Hacker News new | ask | show | jobs
by johnnyhillbilly 3260 days ago
Can anybody give me an example of any dbms that spans the OLTP/OLAP gap properly _on the same data_?

Potentially added constraints: -ACID for OLTP

-## TB+

-30-way analytical joins on complex criteria and multiple data sets with billions of entries

-fast iterations on data prep for analytics, so analysts can make, find and correct errors

-proper workload management (almost no "stupidly designed" queries)

-HA

-HPC

I'm asking because I can't see this without hw and sw being integrated to allow for it (appliance). Are there any cloud offerings that live up to this?

EDIT: Formatting got mangled on submit.

6 comments

Oracle does pretty well running OLTP and analytics workloads concurrently against the same schema. While I don't generally recommend doing so, you can fire off massive scans or complex joins against a production system doing thousands of transactions per second and it handles it just fine.

In my view, one reason that we don't see huge demand for this combination is that the schema that makes sense for analytics is often different from that which makes sense for the online system.

Not that I'm aware of. It's tricky because the data storage format, query scan method, data distribution etc. requirements are different for OLTP/OLAP. However you can replicate the data to both OLTP and OLAP database and use both of them at the same time. That's people usually do.
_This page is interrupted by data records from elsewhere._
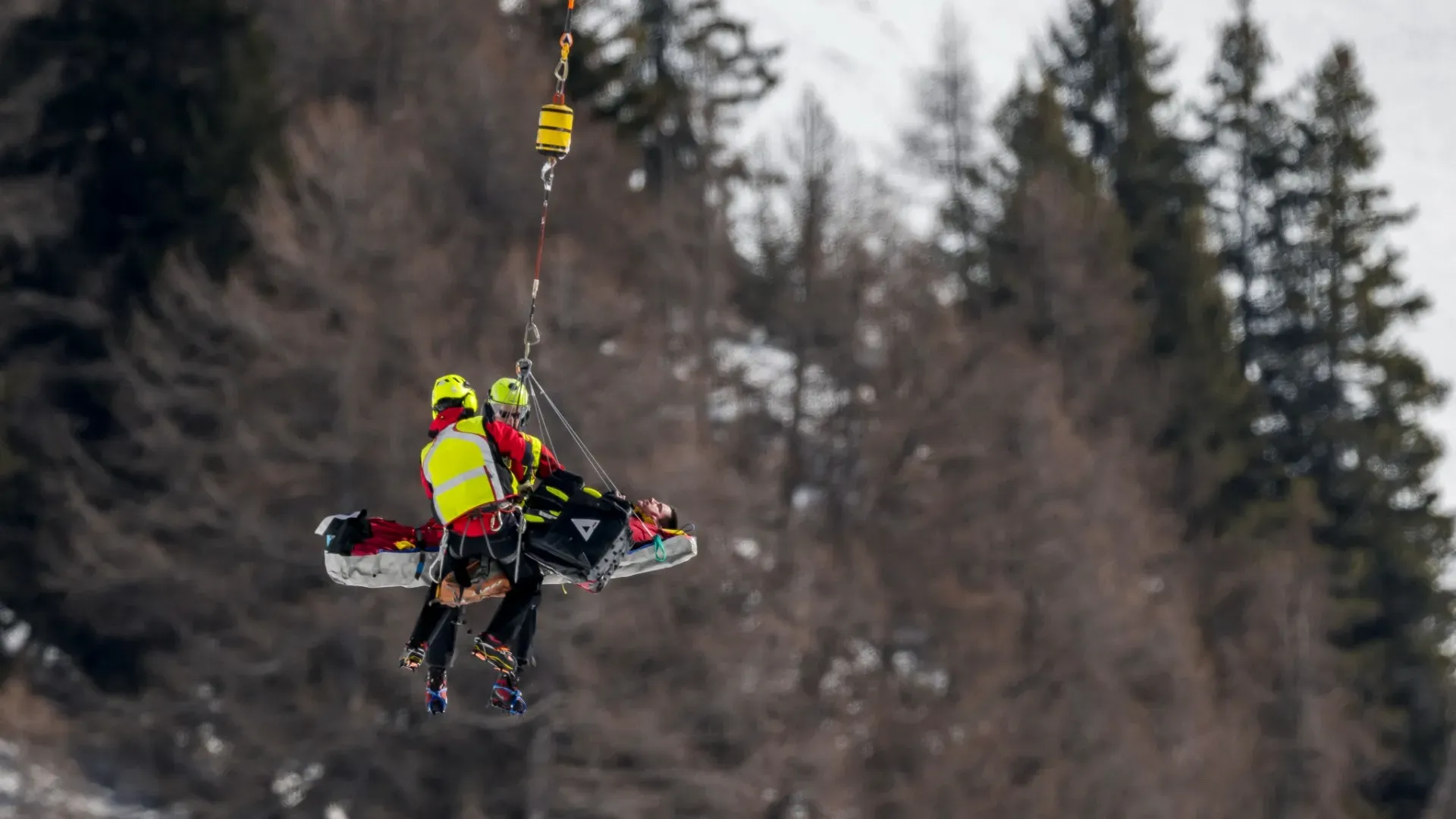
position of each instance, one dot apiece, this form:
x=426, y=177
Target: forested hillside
x=1107, y=499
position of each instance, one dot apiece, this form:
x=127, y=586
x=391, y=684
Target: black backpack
x=574, y=531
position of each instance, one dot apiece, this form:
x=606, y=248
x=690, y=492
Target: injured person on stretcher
x=571, y=535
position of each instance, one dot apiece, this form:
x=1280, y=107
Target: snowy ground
x=859, y=55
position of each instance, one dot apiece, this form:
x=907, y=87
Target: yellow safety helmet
x=453, y=391
x=510, y=400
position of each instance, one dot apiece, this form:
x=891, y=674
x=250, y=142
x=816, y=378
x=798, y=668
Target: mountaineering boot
x=413, y=656
x=506, y=697
x=436, y=695
x=497, y=653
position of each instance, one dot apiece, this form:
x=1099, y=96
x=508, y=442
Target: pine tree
x=1109, y=74
x=1248, y=145
x=1351, y=398
x=159, y=115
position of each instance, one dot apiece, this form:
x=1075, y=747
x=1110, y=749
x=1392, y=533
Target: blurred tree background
x=1107, y=497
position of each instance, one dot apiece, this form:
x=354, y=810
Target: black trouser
x=514, y=621
x=436, y=626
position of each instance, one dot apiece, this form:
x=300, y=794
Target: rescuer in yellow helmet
x=473, y=468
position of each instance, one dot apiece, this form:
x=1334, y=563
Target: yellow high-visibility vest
x=463, y=469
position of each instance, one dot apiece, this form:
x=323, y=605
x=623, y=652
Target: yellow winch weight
x=554, y=130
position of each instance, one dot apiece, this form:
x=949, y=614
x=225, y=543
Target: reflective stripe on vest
x=469, y=477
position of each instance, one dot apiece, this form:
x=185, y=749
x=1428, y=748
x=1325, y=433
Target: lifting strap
x=552, y=142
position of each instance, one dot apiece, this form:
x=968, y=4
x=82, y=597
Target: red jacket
x=513, y=447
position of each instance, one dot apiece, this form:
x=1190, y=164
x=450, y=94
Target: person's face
x=654, y=509
x=507, y=413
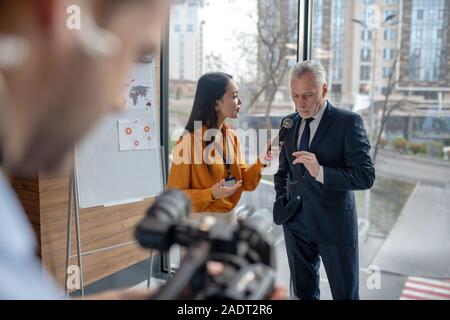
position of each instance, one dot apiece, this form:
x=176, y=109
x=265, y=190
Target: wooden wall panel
x=45, y=199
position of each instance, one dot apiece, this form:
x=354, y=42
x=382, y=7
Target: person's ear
x=47, y=11
x=324, y=90
x=217, y=105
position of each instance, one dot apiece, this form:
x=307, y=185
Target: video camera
x=243, y=249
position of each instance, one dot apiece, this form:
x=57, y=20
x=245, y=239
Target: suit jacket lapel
x=323, y=127
x=291, y=137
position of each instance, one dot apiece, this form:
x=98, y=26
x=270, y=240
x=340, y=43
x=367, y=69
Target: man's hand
x=309, y=160
x=220, y=192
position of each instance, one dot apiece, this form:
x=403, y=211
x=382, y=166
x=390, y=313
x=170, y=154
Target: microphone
x=287, y=125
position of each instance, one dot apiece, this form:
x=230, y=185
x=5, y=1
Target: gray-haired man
x=326, y=155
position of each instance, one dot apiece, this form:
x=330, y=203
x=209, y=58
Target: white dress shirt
x=314, y=125
x=21, y=274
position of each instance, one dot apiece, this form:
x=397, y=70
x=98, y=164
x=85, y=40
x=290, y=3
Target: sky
x=225, y=21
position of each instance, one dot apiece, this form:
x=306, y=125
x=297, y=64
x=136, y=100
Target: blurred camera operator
x=56, y=82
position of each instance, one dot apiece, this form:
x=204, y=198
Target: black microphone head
x=288, y=123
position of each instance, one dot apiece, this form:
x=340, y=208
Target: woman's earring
x=13, y=50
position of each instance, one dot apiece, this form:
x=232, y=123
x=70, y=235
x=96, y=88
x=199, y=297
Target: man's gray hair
x=316, y=68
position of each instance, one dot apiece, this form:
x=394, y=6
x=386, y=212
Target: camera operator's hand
x=217, y=268
x=220, y=192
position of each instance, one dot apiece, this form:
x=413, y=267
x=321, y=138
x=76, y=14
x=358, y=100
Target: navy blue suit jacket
x=327, y=212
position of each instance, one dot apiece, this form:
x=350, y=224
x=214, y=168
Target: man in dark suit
x=325, y=157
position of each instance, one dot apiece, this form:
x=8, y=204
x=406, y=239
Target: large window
x=254, y=40
x=387, y=61
x=402, y=91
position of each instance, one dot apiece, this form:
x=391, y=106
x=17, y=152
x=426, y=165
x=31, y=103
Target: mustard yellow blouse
x=190, y=173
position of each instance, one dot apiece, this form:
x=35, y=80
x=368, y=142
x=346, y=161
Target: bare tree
x=388, y=106
x=276, y=29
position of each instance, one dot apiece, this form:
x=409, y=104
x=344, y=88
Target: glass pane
x=255, y=41
x=389, y=62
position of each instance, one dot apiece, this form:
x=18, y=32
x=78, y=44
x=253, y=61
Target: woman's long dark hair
x=210, y=88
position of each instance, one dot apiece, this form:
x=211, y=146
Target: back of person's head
x=63, y=65
x=211, y=88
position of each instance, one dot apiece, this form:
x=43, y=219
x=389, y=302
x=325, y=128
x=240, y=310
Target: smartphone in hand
x=229, y=182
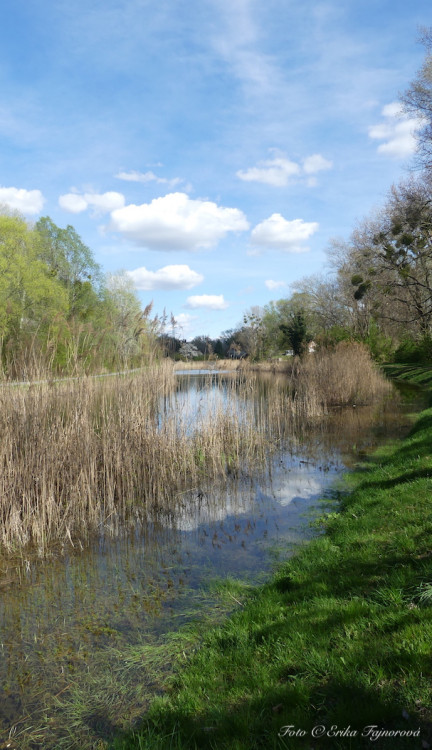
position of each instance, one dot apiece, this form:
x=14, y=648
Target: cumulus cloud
x=280, y=170
x=28, y=202
x=134, y=176
x=209, y=301
x=168, y=277
x=100, y=203
x=176, y=222
x=276, y=233
x=398, y=131
x=270, y=284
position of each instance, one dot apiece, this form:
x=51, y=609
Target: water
x=78, y=634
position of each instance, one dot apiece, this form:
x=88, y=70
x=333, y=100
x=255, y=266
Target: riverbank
x=339, y=639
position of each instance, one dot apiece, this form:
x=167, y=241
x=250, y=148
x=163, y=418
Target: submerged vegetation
x=86, y=456
x=338, y=639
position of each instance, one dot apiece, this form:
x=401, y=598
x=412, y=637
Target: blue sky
x=211, y=148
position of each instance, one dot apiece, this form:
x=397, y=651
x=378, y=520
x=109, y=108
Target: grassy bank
x=417, y=374
x=91, y=455
x=341, y=637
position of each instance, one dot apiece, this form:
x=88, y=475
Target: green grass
x=417, y=374
x=341, y=636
In fact, even if there is a database for this use-case, it should probably do the same process internally so that you don't need to do it in application level.
I'm one of the founders at MemSQL, which does what you describe.
Totally tangential, but I'm curious if you could elaborate a bit on how compiled queries [1] work in MemSQL? Am I correctly guessing that it completely ditches the traditional Volcano-style iterator model, in a manner similar to HyPer [2]?

[1] https://docs.memsql.com/v5.8/docs/code-generation

[2] http://www.vldb.org/pvldb/vol4/p539-neumann.pdf

Looks like a sound design based on a cursory inspection :)
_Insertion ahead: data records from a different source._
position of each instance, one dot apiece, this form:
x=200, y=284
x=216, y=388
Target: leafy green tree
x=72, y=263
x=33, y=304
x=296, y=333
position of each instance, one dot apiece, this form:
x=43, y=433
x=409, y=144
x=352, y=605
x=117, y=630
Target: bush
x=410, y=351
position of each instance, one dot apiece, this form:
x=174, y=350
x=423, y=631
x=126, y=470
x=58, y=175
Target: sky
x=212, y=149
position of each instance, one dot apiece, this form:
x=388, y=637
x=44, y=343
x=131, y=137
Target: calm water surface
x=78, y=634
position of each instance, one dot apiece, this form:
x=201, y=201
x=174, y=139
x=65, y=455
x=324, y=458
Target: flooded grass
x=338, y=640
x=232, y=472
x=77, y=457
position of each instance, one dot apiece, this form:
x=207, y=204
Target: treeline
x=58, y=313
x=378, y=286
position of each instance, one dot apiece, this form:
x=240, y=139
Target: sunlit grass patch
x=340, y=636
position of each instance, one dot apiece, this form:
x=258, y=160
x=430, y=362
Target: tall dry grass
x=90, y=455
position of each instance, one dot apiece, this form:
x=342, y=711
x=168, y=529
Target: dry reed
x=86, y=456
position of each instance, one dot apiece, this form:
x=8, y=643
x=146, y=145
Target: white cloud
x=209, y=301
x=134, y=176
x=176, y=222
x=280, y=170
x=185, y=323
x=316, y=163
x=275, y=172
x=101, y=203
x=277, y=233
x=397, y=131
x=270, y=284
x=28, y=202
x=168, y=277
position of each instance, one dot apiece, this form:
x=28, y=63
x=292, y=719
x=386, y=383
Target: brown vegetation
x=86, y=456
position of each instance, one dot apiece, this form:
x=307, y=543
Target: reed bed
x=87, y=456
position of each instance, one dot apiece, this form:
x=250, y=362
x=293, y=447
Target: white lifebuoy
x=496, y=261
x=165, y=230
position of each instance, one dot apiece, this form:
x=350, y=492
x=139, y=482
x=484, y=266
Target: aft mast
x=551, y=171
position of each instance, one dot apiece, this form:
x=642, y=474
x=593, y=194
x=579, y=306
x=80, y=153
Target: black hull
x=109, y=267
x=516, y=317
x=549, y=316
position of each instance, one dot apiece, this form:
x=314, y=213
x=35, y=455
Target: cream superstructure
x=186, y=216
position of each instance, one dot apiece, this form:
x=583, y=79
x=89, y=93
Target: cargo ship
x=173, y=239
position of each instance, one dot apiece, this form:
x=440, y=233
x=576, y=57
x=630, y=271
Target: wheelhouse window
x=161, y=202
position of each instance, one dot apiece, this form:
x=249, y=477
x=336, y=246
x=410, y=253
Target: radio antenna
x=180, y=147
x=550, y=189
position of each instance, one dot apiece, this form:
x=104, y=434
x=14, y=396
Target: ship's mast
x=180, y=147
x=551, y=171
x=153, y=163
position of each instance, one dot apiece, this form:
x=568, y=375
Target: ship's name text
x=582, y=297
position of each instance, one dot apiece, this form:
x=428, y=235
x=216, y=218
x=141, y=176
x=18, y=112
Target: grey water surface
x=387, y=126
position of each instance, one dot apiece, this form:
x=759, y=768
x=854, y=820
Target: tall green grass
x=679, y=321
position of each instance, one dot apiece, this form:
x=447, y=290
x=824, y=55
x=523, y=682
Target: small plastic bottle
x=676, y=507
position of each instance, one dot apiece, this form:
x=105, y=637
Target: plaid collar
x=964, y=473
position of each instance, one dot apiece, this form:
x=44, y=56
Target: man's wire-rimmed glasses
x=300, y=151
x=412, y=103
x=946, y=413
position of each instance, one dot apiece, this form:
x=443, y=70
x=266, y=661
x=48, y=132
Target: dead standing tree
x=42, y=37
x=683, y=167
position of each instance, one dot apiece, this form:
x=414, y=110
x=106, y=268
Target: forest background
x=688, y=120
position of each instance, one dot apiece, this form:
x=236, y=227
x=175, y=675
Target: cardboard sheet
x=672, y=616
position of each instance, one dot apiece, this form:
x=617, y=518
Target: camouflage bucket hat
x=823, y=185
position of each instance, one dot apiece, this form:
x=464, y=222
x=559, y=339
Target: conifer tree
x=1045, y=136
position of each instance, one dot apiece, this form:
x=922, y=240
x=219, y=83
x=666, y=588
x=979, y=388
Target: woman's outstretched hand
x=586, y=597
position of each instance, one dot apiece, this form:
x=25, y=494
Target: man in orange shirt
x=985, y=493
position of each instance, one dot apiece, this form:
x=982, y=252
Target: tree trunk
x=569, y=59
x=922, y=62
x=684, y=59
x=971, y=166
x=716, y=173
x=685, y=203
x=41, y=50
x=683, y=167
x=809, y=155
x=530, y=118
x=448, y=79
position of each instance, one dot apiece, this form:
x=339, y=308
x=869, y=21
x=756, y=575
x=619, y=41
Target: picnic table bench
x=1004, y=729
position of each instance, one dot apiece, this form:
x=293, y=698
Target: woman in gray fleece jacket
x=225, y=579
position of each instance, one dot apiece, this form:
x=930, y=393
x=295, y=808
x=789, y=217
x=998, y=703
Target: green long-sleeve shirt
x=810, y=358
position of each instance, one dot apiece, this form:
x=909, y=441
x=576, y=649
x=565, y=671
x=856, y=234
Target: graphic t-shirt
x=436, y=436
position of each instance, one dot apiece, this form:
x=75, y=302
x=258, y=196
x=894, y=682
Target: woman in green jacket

Question(s): Do you offer any appliances? The reason why I am asking is for computationally intense workloads where the same data may be shuffled around multiple times between processors. Can one e.g. set up MemSQL with RDMA over Infiniband?

MemSQL engineer here.

No, we do not offer appliances. We are a software only solution. I do not know of any deployments where RDMA is being utilized today. I'm interested in your use case. If you're so inclined, join chat.memsql.com (my UN is eklhad) and we can converse a bit more rapidly.

Thank you guys for your answers :)

I am charting the landscape of distributed database systems (federated and homogenous). Node interconnectivity is just one of many potential bottlenecks.

With a sufficiently complex query, redistribution of data by hash must occur a number of times for linear scalability (based on my understanding). Ethernet based interconnectivity typically suffers from high CPU utilization and various QoS issues for this particular use case. This also seems to apply to Ethernet based fabric offerings, though I haven't kept up with that field for a couple of years.

If you guys are encountering performance issues connected to either RAM=>CPU loading or data redistribution between nodes, you may want to keep this in mind.

I may get in touch via chat at a later time as I'm slightly more than average interested in HPC database systems :) The more offerings, the better!

Check snappydata ?
Netezza but IBM bought it and killed it.
SAP HANA?
It's in-memory so you also need TBs of memory in order to be able to use it for analytical workloads.